Tesla’s traditional automotive business has struggled recently. Global vehicle sales dropped 13% in the first half of 2025. However, Kallo believes investors are increasingly focused on Tesla’s future technologies rather than current car sales.
The analyst noted that Tesla’s proposed executive compensation package reflects “lofty targets” tied to ambitious growth milestones. The board’s $1 trillion pay package for CEO Elon Musk over the next decade depends on achieving specific goals in earnings, vehicle deliveries, robotaxis, and humanoid robot production.
Goldman Sachs Boosts Q3 Delivery Forecast
Goldman Sachs analyst Mark Delaney took a more measured approach, raising his price target to $395 from $300 while maintaining a Hold rating. His optimism stems from better-than-expected third-quarter vehicle delivery prospects.
Delaney expects Tesla to deliver 455,000 vehicles in Q3, beating the Wall Street consensus of 445,000. Tesla delivered 384,000 vehicles in Q2 2025, down from 463,000 in Q3 2024.
The improved delivery outlook partly reflects the upcoming expiration of the $7,500 federal EV tax credit on September 30. Tesla has urged customers to complete purchases before month-end to avoid paying higher prices.
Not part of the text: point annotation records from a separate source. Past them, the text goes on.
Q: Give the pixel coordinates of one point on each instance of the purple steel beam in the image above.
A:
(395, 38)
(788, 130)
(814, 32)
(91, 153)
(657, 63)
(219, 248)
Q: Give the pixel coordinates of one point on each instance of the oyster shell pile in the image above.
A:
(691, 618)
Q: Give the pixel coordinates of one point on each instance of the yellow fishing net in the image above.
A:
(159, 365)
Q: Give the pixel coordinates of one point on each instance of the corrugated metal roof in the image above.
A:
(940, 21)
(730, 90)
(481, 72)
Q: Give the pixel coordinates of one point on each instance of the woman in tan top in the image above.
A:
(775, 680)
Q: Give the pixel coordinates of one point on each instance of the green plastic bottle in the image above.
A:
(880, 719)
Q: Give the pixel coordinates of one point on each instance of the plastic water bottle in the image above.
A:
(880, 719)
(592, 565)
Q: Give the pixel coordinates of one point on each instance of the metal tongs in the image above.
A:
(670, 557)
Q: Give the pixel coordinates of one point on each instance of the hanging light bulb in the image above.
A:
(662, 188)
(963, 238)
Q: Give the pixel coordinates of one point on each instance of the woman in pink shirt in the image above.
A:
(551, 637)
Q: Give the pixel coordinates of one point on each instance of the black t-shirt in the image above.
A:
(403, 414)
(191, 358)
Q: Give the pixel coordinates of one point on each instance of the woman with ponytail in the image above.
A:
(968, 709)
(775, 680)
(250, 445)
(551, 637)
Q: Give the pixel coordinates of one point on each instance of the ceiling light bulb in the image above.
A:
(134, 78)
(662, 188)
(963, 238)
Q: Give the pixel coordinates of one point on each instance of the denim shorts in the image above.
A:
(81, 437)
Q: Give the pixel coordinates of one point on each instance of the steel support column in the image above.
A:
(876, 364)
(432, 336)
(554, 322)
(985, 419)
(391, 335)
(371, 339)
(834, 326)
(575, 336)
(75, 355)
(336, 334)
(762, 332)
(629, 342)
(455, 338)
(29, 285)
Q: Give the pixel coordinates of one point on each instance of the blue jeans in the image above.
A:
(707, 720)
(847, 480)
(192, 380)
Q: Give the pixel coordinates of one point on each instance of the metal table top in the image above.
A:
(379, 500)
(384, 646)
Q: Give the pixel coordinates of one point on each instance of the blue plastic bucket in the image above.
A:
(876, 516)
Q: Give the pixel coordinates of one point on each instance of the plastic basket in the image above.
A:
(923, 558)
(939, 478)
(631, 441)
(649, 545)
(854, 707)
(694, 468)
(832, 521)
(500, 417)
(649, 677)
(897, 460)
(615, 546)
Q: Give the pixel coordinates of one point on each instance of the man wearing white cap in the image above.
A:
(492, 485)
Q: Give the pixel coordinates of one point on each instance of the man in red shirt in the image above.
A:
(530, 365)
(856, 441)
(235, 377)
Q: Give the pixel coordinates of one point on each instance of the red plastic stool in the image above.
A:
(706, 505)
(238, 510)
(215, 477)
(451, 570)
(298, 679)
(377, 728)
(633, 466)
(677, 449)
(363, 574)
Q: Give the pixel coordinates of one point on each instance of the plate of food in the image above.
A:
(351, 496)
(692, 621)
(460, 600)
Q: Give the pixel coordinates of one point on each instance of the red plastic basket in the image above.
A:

Stock Performance and Market Position
Tesla shares have gained 7% year-to-date, underperforming broader market indices but posting 83% gains over the past 12 months. The stock recently ended a seven-day winning streak that delivered 23% gains.
Recent positive momentum included Musk’s $1 billion stock purchase disclosed Monday and Wednesday’s Federal Reserve rate cut. Lower interest rates benefit automakers by reducing monthly payment costs for financed vehicles.
Tesla appears poised to expand its robotaxi service to Las Vegas following the June launch in Austin, Texas. The service represents a key component of Tesla’s autonomous driving strategy.
The average analyst price target for Tesla currently sits at $334, up from $323 a week ago but still below current trading levels. About 45% of analysts covering Tesla rate shares as Buy, compared to 55% for the average S&P 500 stock.